Modern cemented carbide is usually a combination of particles of tungsten carbide and metallic cobalt or tantalum carbide and metallic nickel with cobalt. These materials are bonded together in a process known as sintering, or less commonly, hot isostatic pressing (HIP), where melted cobalt is mixed with solid grains of tungsten carbide. The strength and durability of the final product can vary widely, depending on the amount of each ingredient in the mix.

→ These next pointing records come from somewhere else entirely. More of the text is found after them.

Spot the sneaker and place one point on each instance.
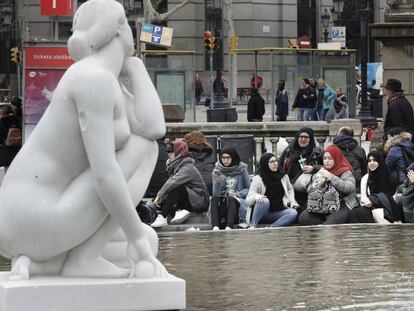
(159, 222)
(193, 229)
(180, 217)
(243, 225)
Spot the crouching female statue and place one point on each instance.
(88, 162)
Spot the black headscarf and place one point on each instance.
(235, 158)
(272, 182)
(296, 151)
(380, 180)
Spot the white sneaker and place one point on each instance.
(193, 229)
(159, 222)
(180, 217)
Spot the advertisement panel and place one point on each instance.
(44, 67)
(56, 7)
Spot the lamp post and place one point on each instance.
(336, 11)
(365, 112)
(325, 18)
(220, 110)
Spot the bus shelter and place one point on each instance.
(336, 67)
(173, 75)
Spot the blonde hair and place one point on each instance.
(95, 24)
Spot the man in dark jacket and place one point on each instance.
(353, 152)
(255, 107)
(305, 101)
(400, 112)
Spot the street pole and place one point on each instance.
(365, 112)
(210, 54)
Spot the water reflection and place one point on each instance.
(366, 267)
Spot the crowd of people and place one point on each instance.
(304, 185)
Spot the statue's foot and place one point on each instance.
(20, 268)
(96, 268)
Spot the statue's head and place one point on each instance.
(96, 23)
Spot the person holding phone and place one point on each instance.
(231, 183)
(272, 195)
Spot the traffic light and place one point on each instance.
(234, 42)
(208, 41)
(15, 54)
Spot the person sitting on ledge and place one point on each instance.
(184, 189)
(377, 190)
(301, 160)
(352, 152)
(336, 177)
(203, 155)
(400, 153)
(272, 195)
(231, 184)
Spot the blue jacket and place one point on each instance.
(329, 96)
(395, 159)
(282, 104)
(241, 187)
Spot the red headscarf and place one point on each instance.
(181, 149)
(341, 164)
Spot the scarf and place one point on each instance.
(292, 165)
(396, 95)
(379, 180)
(341, 164)
(273, 183)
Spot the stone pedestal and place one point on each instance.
(79, 294)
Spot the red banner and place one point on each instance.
(47, 57)
(56, 7)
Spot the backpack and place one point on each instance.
(14, 137)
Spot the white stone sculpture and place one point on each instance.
(88, 162)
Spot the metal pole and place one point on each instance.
(193, 90)
(210, 54)
(230, 90)
(272, 100)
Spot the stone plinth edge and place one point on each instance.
(77, 294)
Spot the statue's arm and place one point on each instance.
(145, 115)
(95, 98)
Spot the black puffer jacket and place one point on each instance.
(204, 161)
(399, 114)
(354, 154)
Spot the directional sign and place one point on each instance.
(56, 7)
(156, 34)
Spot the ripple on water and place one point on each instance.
(365, 267)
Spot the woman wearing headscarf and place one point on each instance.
(337, 173)
(203, 154)
(376, 186)
(231, 184)
(302, 150)
(272, 195)
(185, 188)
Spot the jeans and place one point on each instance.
(281, 218)
(223, 207)
(322, 113)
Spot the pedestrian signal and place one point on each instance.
(208, 41)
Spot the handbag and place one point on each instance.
(302, 182)
(323, 200)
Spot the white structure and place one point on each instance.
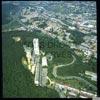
(35, 61)
(44, 61)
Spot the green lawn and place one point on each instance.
(18, 81)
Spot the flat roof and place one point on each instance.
(36, 46)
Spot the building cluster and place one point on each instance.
(37, 63)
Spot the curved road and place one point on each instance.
(70, 77)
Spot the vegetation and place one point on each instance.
(18, 81)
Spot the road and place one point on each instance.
(70, 77)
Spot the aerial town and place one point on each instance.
(57, 43)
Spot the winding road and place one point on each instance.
(70, 77)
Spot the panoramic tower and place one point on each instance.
(36, 61)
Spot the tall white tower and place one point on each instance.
(36, 61)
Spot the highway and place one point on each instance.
(70, 77)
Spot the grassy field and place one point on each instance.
(17, 81)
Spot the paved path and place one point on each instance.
(70, 77)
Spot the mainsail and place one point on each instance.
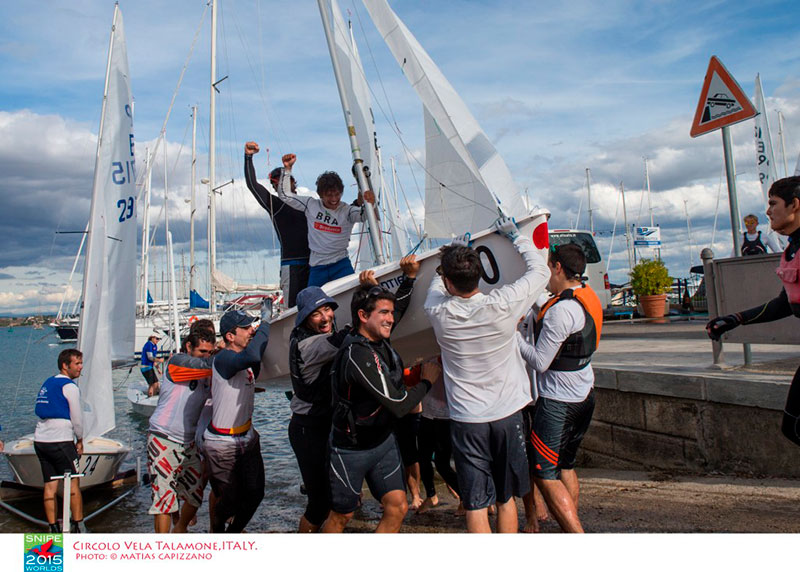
(467, 180)
(107, 324)
(765, 158)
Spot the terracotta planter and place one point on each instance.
(653, 306)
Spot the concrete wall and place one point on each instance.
(684, 423)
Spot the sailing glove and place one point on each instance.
(507, 227)
(718, 326)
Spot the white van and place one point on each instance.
(595, 269)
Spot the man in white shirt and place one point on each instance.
(58, 406)
(484, 375)
(330, 222)
(567, 330)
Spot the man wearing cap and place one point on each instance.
(149, 359)
(329, 222)
(232, 445)
(289, 225)
(313, 346)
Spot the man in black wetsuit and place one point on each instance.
(313, 346)
(290, 226)
(784, 217)
(368, 395)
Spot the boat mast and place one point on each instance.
(589, 194)
(783, 143)
(631, 257)
(146, 231)
(363, 185)
(212, 157)
(93, 242)
(192, 200)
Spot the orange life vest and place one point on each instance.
(576, 351)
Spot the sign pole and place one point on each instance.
(733, 199)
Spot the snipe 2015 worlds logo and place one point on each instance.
(44, 552)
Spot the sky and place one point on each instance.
(557, 87)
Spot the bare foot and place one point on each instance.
(531, 526)
(428, 504)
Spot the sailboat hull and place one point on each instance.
(99, 463)
(413, 338)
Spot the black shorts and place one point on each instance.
(407, 432)
(56, 458)
(558, 429)
(150, 376)
(348, 468)
(490, 461)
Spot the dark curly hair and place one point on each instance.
(461, 265)
(329, 180)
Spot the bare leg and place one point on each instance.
(50, 511)
(478, 521)
(306, 526)
(561, 505)
(413, 478)
(531, 522)
(187, 514)
(428, 504)
(395, 508)
(570, 479)
(507, 521)
(336, 522)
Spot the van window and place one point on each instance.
(582, 239)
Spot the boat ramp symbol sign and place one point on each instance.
(722, 101)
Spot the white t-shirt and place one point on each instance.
(484, 374)
(328, 230)
(560, 321)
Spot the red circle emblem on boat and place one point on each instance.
(541, 238)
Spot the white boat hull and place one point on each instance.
(140, 402)
(99, 463)
(413, 338)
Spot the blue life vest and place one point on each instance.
(51, 403)
(149, 347)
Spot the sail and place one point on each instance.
(482, 180)
(107, 324)
(357, 93)
(765, 158)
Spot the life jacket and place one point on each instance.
(789, 273)
(348, 416)
(50, 402)
(753, 247)
(576, 351)
(318, 392)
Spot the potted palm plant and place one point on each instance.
(651, 281)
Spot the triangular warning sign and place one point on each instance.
(722, 101)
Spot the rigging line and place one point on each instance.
(143, 175)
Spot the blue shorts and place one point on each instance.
(490, 461)
(323, 273)
(558, 429)
(348, 468)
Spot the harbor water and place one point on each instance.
(29, 357)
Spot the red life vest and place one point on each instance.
(576, 351)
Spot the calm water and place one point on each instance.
(28, 357)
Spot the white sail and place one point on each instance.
(107, 327)
(357, 92)
(483, 180)
(765, 158)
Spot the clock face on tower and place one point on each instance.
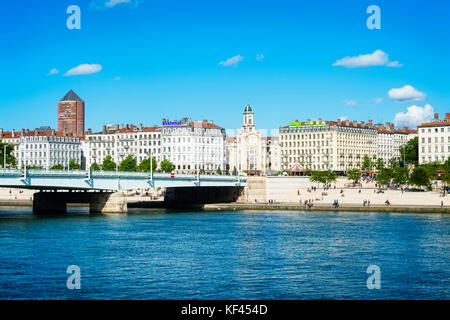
(252, 141)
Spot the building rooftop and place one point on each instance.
(248, 109)
(71, 96)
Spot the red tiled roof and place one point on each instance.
(204, 124)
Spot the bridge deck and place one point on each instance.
(110, 180)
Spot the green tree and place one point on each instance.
(384, 176)
(108, 164)
(73, 165)
(324, 177)
(420, 177)
(433, 168)
(317, 176)
(393, 162)
(366, 164)
(144, 165)
(379, 164)
(167, 166)
(410, 152)
(10, 159)
(95, 167)
(34, 167)
(353, 175)
(128, 164)
(57, 167)
(330, 176)
(400, 175)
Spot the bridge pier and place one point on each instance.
(201, 195)
(99, 202)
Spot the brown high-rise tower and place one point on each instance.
(71, 114)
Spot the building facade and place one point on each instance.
(390, 140)
(434, 140)
(321, 145)
(119, 141)
(193, 145)
(71, 115)
(47, 148)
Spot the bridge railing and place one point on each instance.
(115, 174)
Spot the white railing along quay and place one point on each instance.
(110, 180)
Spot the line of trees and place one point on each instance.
(130, 164)
(10, 159)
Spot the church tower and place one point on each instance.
(248, 124)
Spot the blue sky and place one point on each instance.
(163, 59)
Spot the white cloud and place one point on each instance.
(406, 94)
(103, 4)
(53, 71)
(414, 116)
(378, 100)
(377, 58)
(84, 69)
(232, 61)
(351, 102)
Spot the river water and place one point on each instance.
(152, 254)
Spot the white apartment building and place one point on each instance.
(434, 140)
(46, 149)
(42, 147)
(120, 141)
(321, 145)
(193, 145)
(389, 140)
(273, 154)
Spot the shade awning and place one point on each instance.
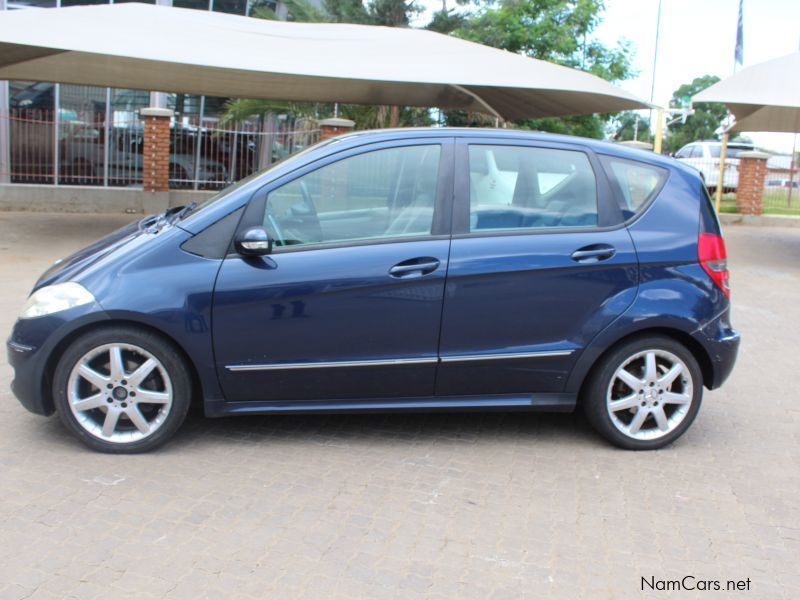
(139, 46)
(764, 97)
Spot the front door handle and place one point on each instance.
(415, 267)
(593, 253)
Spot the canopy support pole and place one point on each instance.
(5, 127)
(480, 100)
(721, 176)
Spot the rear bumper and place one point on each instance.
(721, 342)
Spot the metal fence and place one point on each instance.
(71, 148)
(781, 185)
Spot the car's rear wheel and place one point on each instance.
(122, 389)
(644, 394)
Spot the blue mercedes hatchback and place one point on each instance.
(399, 270)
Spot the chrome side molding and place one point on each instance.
(390, 362)
(503, 356)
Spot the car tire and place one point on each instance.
(644, 393)
(122, 390)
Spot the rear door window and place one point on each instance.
(519, 187)
(636, 182)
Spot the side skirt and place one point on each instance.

Two of the most distinct weaknesses of cemented carbide are its inherent brittleness and the high expense of producing the material. Though the cobalt does provide additional durability, tools made of this material are still prone to breakage or chipping. Often a sturdier metal, such as carbon tool steel, will be used as a shank into which a tip of carbide can be inserted. This can cut costs by both reducing the total cost of making the tool and the replacement cost of the carbide piece.
Cemented carbide inserts can also be reinforced with special coatings, such as titanium carbide-nitride, titanium aluminum nitride, or diamond-like carbon. These coatings can help to increase the lubrication of the tool. Coating can also lengthen an insert’s lifespan by reducing temperature during cutting, and thus cutting back on wear and tear.
The first cemented carbide was developed in the late 1800s by Henri Moissan, a French chemist. Moissan had set out to create diamonds, but his experiments led to the development of a porous, brittle version of modern tungsten-carbide. The Germans Karl Schroeter and Heinrich Baumhauef discovered that the material could be made stronger and more appropriate for industrial uses, such as cutting, with the addition of cobalt.
Commercial use of cemented carbide began in Germany in the late 1920s. The pioneering brand was Widia™, which is a version of wie diament, a German phrase that means “like diamond.” This brand name has endured as a sort of generic term for cemented carbide.
In the 1930s the replacement of tungsten carbide with a bonded mixture of tantalum carbide and metallic nickel helped to create a more durable form of cemented carbide. Now the material is made with several different variations of the traditional and modern mixtures. The one constant has been that the mixture typically consists of one part melted material bonded with the grains of another element.